Tout cela était décidé forcément en dehors du concours de celui dont nous disposions ainsi du sort. Il fallait cependant qu’il y consentît, et par l’effet des bonnes dispositions inspirées au procureur général, la permission me fut accordée d’accompagner Marie à la Force.
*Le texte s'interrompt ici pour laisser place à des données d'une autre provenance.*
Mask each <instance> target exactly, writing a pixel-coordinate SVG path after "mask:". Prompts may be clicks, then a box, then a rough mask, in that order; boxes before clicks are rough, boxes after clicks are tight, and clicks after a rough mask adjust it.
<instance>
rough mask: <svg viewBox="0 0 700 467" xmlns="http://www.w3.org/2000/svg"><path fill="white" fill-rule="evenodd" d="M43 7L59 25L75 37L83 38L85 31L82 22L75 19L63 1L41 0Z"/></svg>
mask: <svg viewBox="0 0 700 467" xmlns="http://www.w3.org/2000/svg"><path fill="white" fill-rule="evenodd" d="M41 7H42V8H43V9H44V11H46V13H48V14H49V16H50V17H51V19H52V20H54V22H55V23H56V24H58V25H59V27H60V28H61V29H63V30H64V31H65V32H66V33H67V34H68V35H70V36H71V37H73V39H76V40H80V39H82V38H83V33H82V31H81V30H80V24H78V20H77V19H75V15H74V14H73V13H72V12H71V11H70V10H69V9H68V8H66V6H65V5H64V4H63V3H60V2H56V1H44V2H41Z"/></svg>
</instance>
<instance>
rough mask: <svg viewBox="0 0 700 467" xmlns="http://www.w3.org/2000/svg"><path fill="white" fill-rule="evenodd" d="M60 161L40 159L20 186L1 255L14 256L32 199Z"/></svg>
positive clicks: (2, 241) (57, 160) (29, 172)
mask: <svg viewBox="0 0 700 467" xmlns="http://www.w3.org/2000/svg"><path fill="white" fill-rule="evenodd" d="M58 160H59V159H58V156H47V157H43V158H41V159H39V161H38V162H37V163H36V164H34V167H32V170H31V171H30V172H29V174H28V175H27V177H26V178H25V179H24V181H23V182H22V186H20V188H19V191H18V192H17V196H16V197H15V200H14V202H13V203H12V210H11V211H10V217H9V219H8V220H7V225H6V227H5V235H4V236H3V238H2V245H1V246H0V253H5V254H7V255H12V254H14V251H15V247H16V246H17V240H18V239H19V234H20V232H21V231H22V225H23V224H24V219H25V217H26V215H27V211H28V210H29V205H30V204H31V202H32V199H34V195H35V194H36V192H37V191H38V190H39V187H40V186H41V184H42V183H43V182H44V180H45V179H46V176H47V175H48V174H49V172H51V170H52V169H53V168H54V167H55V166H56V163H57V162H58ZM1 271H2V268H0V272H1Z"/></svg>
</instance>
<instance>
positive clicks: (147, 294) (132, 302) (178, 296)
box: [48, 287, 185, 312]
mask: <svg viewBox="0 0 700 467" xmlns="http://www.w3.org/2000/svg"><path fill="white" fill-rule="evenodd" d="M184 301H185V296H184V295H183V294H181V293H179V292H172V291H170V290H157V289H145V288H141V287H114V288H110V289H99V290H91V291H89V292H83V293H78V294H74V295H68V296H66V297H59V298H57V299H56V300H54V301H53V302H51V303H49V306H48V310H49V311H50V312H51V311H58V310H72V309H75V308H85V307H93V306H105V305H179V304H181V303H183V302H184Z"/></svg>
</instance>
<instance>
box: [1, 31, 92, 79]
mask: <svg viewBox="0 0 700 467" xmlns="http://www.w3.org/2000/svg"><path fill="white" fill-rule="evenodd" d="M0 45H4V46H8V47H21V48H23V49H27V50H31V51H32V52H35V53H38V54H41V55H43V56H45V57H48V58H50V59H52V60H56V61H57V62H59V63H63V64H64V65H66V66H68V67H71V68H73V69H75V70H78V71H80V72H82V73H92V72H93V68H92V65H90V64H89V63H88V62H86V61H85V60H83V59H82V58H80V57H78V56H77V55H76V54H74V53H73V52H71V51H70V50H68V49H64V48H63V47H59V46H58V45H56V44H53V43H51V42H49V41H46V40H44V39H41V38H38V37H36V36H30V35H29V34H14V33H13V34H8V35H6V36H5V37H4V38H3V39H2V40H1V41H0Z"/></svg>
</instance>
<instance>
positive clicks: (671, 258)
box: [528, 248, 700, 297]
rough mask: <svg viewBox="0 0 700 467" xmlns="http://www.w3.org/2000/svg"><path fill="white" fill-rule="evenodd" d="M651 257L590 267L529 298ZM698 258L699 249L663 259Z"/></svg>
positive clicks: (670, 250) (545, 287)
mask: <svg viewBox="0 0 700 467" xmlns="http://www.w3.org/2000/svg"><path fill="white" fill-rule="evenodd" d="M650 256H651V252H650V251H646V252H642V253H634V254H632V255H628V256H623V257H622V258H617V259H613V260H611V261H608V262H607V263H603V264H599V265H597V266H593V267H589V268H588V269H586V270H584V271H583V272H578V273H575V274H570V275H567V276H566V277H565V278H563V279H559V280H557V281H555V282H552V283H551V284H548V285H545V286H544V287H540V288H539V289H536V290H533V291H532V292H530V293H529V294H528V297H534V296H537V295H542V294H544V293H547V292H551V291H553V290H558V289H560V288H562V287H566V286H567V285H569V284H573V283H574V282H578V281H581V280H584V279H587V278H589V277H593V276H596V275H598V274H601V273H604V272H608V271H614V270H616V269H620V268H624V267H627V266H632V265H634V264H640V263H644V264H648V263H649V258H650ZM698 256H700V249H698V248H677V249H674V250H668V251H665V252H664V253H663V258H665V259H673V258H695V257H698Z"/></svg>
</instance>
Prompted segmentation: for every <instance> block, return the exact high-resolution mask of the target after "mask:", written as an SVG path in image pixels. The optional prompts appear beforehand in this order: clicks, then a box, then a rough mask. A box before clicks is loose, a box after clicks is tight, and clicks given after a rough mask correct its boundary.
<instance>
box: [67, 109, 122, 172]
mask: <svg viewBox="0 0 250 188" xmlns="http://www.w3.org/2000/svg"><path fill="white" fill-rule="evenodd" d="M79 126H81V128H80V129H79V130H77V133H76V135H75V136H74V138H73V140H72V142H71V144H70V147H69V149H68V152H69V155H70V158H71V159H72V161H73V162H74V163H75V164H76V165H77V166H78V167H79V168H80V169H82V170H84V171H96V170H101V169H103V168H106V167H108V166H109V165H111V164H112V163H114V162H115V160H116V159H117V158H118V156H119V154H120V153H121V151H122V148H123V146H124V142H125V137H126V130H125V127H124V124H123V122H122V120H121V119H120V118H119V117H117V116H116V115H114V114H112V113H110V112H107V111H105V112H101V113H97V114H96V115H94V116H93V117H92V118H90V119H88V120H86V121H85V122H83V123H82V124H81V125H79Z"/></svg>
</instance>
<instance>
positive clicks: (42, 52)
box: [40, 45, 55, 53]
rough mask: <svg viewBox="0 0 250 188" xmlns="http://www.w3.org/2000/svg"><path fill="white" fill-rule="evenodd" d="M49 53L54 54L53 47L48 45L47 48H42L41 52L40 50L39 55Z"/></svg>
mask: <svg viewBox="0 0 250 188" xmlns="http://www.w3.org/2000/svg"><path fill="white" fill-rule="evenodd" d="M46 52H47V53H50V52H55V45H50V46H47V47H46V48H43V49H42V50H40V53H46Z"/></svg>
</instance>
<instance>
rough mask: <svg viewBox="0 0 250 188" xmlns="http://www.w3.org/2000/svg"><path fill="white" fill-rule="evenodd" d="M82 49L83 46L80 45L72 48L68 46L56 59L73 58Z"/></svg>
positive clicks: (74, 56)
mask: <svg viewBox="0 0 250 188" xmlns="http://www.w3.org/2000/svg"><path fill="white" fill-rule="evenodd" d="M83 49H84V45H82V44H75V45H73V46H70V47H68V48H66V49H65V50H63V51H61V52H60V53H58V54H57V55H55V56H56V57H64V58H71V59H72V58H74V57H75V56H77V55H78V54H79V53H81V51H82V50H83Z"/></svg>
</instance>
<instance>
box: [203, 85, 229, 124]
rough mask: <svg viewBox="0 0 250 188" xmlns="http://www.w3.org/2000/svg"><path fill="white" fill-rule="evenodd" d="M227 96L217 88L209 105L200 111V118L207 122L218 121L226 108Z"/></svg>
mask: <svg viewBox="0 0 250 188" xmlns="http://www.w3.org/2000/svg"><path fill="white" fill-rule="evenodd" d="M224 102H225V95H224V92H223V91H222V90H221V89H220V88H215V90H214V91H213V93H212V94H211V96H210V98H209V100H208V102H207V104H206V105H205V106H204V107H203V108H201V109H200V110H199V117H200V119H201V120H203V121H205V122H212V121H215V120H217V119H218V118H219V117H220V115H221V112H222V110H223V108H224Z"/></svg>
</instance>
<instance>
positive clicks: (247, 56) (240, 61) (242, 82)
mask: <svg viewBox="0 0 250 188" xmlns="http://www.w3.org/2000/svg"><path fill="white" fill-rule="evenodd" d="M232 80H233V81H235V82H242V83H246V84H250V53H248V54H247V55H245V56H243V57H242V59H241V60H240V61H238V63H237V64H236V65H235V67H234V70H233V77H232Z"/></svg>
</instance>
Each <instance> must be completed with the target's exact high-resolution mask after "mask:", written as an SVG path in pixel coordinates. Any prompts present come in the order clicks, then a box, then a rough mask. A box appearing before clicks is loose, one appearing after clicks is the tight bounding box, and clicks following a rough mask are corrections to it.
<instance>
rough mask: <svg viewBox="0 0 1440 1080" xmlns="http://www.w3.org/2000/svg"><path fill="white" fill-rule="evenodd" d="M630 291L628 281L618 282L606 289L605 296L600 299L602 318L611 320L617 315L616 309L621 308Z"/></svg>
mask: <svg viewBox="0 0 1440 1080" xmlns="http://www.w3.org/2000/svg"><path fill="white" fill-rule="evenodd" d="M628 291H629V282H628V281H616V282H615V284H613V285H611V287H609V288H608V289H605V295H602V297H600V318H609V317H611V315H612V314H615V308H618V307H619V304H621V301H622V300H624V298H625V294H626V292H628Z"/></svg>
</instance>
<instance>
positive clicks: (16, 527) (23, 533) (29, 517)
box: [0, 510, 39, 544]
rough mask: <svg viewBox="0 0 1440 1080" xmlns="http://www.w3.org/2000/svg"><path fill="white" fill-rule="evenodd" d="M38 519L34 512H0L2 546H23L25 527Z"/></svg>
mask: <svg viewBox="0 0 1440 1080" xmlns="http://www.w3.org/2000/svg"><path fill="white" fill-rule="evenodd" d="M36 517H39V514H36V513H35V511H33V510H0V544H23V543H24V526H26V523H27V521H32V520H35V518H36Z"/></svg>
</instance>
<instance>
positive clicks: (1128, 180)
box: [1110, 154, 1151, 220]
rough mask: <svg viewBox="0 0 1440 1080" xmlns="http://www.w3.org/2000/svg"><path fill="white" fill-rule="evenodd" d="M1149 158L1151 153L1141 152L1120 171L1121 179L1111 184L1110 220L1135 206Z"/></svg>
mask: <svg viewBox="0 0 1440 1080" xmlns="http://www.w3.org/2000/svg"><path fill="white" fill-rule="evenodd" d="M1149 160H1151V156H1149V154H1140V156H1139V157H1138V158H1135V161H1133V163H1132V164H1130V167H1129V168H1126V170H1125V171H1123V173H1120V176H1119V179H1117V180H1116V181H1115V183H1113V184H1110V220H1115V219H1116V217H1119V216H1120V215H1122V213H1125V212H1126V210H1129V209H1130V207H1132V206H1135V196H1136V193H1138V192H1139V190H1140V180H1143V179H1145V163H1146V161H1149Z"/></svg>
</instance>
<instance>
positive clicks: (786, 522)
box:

Je ne vous parlerai pas de ce que j’éprouvai en entrant la première fois dans cet horrible lieu… j’étais la moins à plaindre.

Pauvre, pauvre Julien, comme il était changé !… Mon Dieu ! sur ce front si jeune, des rides précoces… Cette physionomie que j’avais vue animée de tant de vivacité intelligente, du feu de l’inspiration, exprimait le désespoir, l’affaiblissement… Dans sa taille voûtée, dans la langueur de ses mouvements, sur tout lui, étaient les terribles stigmates des soucis rongeurs, des mortelles anxiétés de la dévorante solitude du cachot, de la séquestration… cette mort anticipée ! Trois mois à peine s’étaient écoulés… dix années semblaient avoir passé sur la tête du prisonnier.

En me voyant entrer, l’ardent, l’énergique jeune homme d’autrefois pleura… Et, une main posée sur son cœur, l’autre étendue avec un geste passionné vers le petit point bleu du ciel qu’on apercevait à travers les épais barreaux d’une ouverture d’un pied carré :

— Il n’y a que Dieu qui puisse vous récompenser ! me dit-il avec une expression profonde.